Dr. Bourque Bearskin a Cree/Métis Nurse from Beaver Lake Cree Nation, and Associate Professor at Thompson River University, School of Nursing, has devoted her life and career to improving Indigenous health. Dr. Bourque Bearskin’s leadership in bringing together networks of community researchers is remarkable. She currently holds a number of grants funded by the Canadian Institute health Research – Institute for Indigenous Peoples, the Michael Smith Foundation for Health Research and Thompson Rivers University where she initiates community-led research by Indigenous communities. She mentors students and faculty to advance Indigenous nursing research to promote reconciliation and decolonization. She conducts collaborative research with communities, students, and faculty to identify opportunities for meaningful health research that is driven by community-generated priorities. She leads political and social innovation through informal and formal nursing organizations to advance positive change in nursing using Indigenous pedagogies, ethics, and research to enhance understandings of Indigenous nursing knowledge, Indigenous social determinants of health and Indigenous wellness that maintains cultural integrity of nurses practice and supports Indigenous sovereignty. While Dr.
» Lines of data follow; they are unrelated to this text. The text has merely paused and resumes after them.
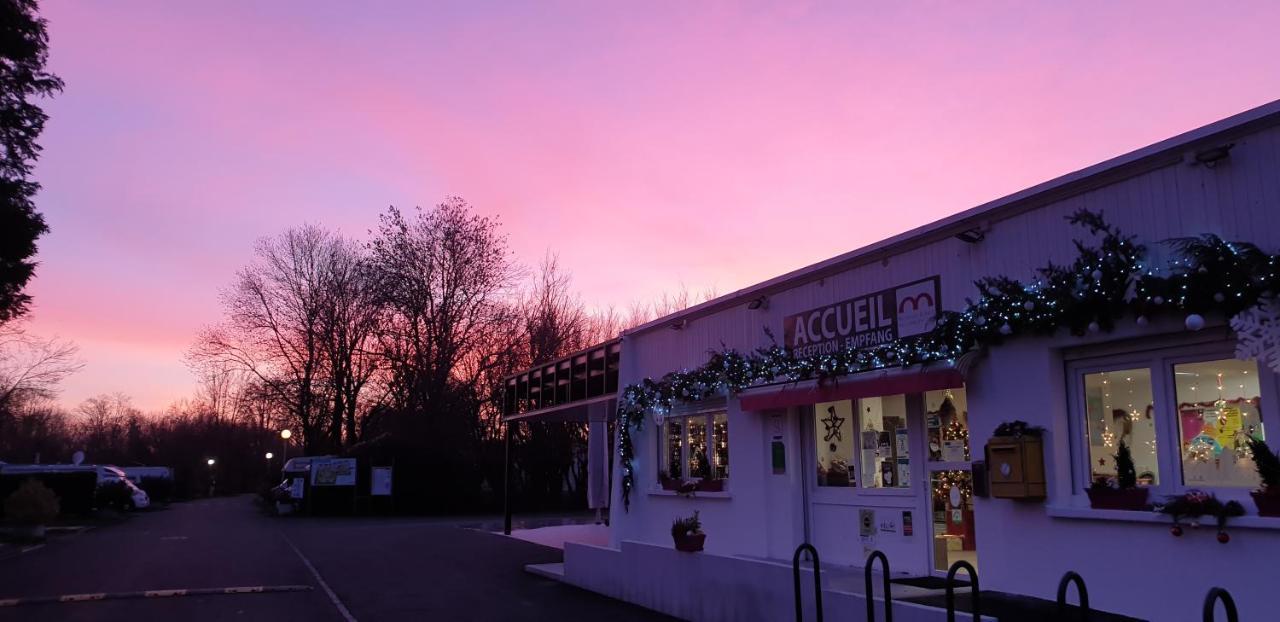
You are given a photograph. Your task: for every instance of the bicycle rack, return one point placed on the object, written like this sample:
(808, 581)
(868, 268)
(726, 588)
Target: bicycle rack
(888, 597)
(1073, 577)
(817, 580)
(1228, 603)
(973, 590)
Bearskin is humble, her peers celebrate her exemplary contributions in developing Indigenous-nursing knowledge through research, curriculum development, scholarship, and research to inspire positive change within our discipline and society. ve commenced in the school.
"Radical Reconciliation: From Risks To Rights Without Having to Say We’re Sorry."
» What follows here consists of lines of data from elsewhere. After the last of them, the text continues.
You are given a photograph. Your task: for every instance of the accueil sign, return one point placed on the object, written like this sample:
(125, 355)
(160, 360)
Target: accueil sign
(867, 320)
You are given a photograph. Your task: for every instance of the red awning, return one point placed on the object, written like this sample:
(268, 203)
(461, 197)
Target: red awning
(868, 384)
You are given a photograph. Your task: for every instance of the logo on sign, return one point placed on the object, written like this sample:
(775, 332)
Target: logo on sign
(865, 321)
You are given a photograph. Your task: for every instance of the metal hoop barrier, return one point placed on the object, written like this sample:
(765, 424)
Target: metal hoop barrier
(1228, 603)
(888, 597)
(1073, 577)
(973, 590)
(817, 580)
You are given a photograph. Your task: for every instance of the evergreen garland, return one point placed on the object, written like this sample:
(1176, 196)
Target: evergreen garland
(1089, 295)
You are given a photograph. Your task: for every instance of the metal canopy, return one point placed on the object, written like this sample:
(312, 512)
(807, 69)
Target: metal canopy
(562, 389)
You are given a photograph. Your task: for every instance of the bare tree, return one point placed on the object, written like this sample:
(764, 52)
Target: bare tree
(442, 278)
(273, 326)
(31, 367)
Social justice is the cornerstone of nursing care; it requires nurses to acknowledge that health risks are inherently tied to the environmental, cultural, social, economic, and political systems of personal agency. Nurses witness the outcomes of social injustice on a daily basis. Here in Canada, the legacy of colonization places the burden of illness and premature mortality on Indigenous peoples. Characterized by poverty, crowded housing, and lack of basic sanitation infrastructure, these social inequities lead to preventable and devastating injustices (Greenwood, 2019, Allen & Smylie, 2015). Marking a turn in Canadian’s collective social consciousness and commitments to social justice, as demonstrated by the amalgamation of Health Canada’s Indigenous Health Services program, adoption of new legislative Indigenous rights and language policy, and the development of tripartite provincial health care agreements show a transformed commitment to reconciliation. This presentation will focus on calls from nursing leadership for health systems to deliver high quality and culturally safe services through policy development when working with Indigenous populations in Canada. Rooted in authentic life-giving forces from Indigenous nurses' own experiences, language, and culture as touchstones to uncovering truth and dismantling systemic barriers to decolonization, and Indigenization while reconciling the ascriptions that have been embedded into the flesh of Indigenous peoples working toward “achieved wellness” (Dion Stout, 2012). Actions that will not further marginalize Indigenous knowledge systems but rather confront the political and ethical tensions poised in nursing practice will be explored.
1. What are the implications of reconciliation, decolonization, and indigenization in academia?
2. What are the challenges and successes of implementing the United Declarations on the Rights of Indigenous Peoples in Nursing Education?